After being frustrated by Congress for the past two years, this speech outlined a sweeping progressive policy agenda. It was perhaps apt that he delivered his speech with his back towards Congress and facing up the mall towards the statues of Abraham Lincoln and Martin Luther King.
Obama wants to be a transformational president. In his first term, he tried to achieve this through the means that come most naturally to him: compromise and negotiation. This failed.
He accomplished his major legislative achievements between 2009 and 2010 while the Democrats controlled both the Senate and the House of Representatives. After the Republicans seized control of the House in 2010, Obama's policy achievements have been extremely modest.
Compromise and negotiation failed. Obama has said that his greatest surprise during his first term was the extent to which his opponents were willing to score political points against him at the expense of the country.
As Michael Lewis wrote, after being granted unprecedented access to the president: "He thought the other side would pay a bigger price for inflicting damage on the country for the sake of defeating a president."
The tenor of his second inauguration speech was significantly different to his first, back in 2009. In 2009, the global financial crisis was at its most severe.
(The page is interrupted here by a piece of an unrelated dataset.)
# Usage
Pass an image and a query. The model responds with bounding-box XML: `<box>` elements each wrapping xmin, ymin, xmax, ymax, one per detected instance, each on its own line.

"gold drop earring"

The collapsing economy had defined the 2008 presidential campaign. GIs were still dying in Iraq. And the threat of international terrorism was still firmly on people minds. The mood of the 2009 speech was sombre, if not gloomy, and it focused on reconciliation with his political opponents — many of whom he then invited to join his cabinet.
This speech was far more optimistic. "A decade of war is now ending; an economic recovery has begun," the president proclaimed. "My fellow Americans, we are made for this moment, and we will seize it — so long as we seize it together."
There was little in the way bipartisanship in this speech. For sure, there were plenty of mentions of doing things "together"; indeed, this word could have been the dominant word of the speech. But, unlike four years ago, "together" no longer means bipartisanship, compromise and negotiation. Now, "together" means Obama's ways or step aside.
It is now clear that after a reasonably moderate and cautious first term, Obama is planning an ambitious and sweeping progressive agenda on climate change, social security, immigration, voting rights and gun control.
The clock is ticking. He has a lot he wants to achieve. "For now decisions are upon us, and we cannot afford delay," Obama said. "We cannot mistake absolutism for principle, or substitute spectacle for politics, or treat name-calling as reasoned debate." If Republicans seek to obstruct his agenda, he will now try to smash through rather than enter into long drawn-out discussions.
This is an extremely risky strategy. Following an election, politicians frequently come unstuck due to self-serving bias. Elected politicians frequently attribute their victory to their own personal skills and message. They believe that the country is behind them and that those obstructing them are inevitably on the losing side. (In contrast, those who lose elections normally attribute their loss to structural reasons, like competing against incumbency, or the economy or natural security, etc.).
Self-serving bias in this case could derail Obama's second term. This is for two reasons.
First, Washington, DC, has not changed. The House of Representatives is still controlled by the Republicans, many of whom are either Tea Partiers or are frightened that if they don't toe the Tea Party's line, then the Tea Party will run their own candidates against them in the 2014 Republican primaries. In the Senate, the Democrats do not have the supermajority necessary for overcoming a Republican filibuster.
Even a Democratic revival in the 2014 midterm elections is unlikely to dramatically change Obama's fortunes, as any gains will be weighed against him entering the "lame duck" period of his presidency.
Second, the country itself is not fully on board the Obama policy train. America is still a country deeply divided. Polling on any one of Obama's big policy objectives, as alluded to in Monday's speech, will return roughly equally divided for those in favour and against.
One of two lessons could have been taken away from Obama's first term. One, that America is no longer capable of doing big things. Change must be gradual, hard fought, and frequently politically costly to both sides. Or, two, facing walls on all sides, a sledgehammer approach is needed. A grand, sweeping policy agenda that transcends the normal Washington political bickering is the only way to get things done.
Although there is probably more evidence that the former is right, Obama has opted for the second strategy. I hope this was after careful consideration and deliberation, and not an example of self-serving bias.